Let $A$ be a Noetherian domain and $S$ be a multiplicatively closed set of A.
Take a minimal prime ideal $\mathfrak{p}$ in $SpecA\verb│\│\{(0)\}$ such that $\mathfrak{p}\cap S=\emptyset$.
If $\mathfrak{p}S^{-1}A$ is principal, $\mathfrak{p}$ is also principal?
If not, is it true when $S=\{1,x,x^2,\cdots\}$ where $x\in A$ is a non-zero prime element?
New, better answer which does things correctly:
The answer to part 1 is no, as mentioned in the comments: $A=\Bbb Z[\sqrt{-5}]$, $p=(2,1+\sqrt{-5})$, $S=A\setminus p$. This ring $A$ is of dimension one, so $p$ is both a minimal and maximal prime.
For part 2, the answer is yes. We use the assumption that $p\cap S=\emptyset$. Recall that the localization map $A\to S^{-1}A=A[1/x]$ is injective since $S$ contains no zero divisors.

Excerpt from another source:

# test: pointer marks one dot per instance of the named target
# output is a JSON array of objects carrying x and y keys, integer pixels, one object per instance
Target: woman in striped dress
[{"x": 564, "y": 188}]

Assume $p$ is not principal with a minimal set of generators $f_1,\cdots,f_n$, $n>1$, but $pA[1/x]$ is principal. Pick an element $q\in pA[1/x]\cap A$ which generates $pA[1/x]$ and isn't divisible by $x$. Then there are elements $y_1,\cdots,y_n \in A[1/x]\setminus \{0\}$ so that $y_iq=f_i$. At least one of these equations must have $y_i\notin A\subset A[1/x]$ as otherwise all the equations would be valid in $A$ and $q$ would be a generator of $p$. After multiplying through by a suitable power of $x$, we get the equation $y_i'q=f_ix^m$ where $y_1'\notin (x)$ and $m>0$. But this is a contradiction, as $y_i',q\in A\setminus (x)$ but $y_i'q\in(x)$.